Rarer than rho independent
This type of termination was discovered two different ways: it was discovered genetically and biochemically.
It was studied biochemically by people doing in vitro transcription
They mixed RNA polymerase with NTPs, template DNA (containing a promoters, operon, 5'-3' UTRs etc.) and in the test tube, RNA was produced.
However, they realized that certain genes were unable to terminate transcription in vitro.

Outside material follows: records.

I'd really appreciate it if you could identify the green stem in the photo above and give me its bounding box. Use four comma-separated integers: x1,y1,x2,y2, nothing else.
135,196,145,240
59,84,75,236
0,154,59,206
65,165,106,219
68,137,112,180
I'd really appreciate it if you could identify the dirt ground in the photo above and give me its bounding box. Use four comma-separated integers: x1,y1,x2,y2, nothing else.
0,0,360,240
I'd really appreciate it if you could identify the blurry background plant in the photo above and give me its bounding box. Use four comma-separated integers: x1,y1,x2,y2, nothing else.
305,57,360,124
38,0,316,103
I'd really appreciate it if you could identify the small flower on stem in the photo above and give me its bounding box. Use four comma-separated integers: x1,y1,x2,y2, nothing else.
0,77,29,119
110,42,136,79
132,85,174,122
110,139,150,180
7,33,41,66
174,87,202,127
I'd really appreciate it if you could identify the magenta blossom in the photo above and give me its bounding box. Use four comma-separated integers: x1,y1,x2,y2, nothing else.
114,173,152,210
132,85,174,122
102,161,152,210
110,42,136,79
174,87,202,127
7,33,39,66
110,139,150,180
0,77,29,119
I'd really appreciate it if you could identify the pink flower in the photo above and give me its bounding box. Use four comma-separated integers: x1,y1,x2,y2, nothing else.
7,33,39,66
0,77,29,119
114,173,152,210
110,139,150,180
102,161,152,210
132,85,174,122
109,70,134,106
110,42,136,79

They could get these genes to terminate if they added an E. coli protein extract
This suggested that some E. coli protein could bring about termination of transcription
They used the in vitro transcription assay to purify the protein with the terminating activity and found it to be a single protein, which they called the rho protein.

rho protein

The rho protein is 46 kDaltons and has various activities
It has RNA dependent ATPase activity, meaning it can hydrolyze ATP when bound to RNA. ATP hydrolysis may allow rho to move on RNA.
It has helicase activity and can unwind duplex nucleic acids.
It is an RNA binding protein rich in the basic amino acids (Lys, Arg, His). (Positively charged amino acids are found in DNA binding proteins because these R groups facilitate binding to DNA, which is negatively charged (from its phosphate groups on the backbone.)
rho is active as a hexamer (6 subunits).
rho recognizes a C-rich G-poor region in RNA.
It is postulated that rho's ATPase activity allows it to move in a 5' to 3' direction on RNA.
rho catches up to the transcription machinery (i.e. RNAP), and rho then disrupts the interaction between RNA and DNA with its helicase activity, which terminates transcription (i.e. the RNA dissociates and RNAP falls off the template).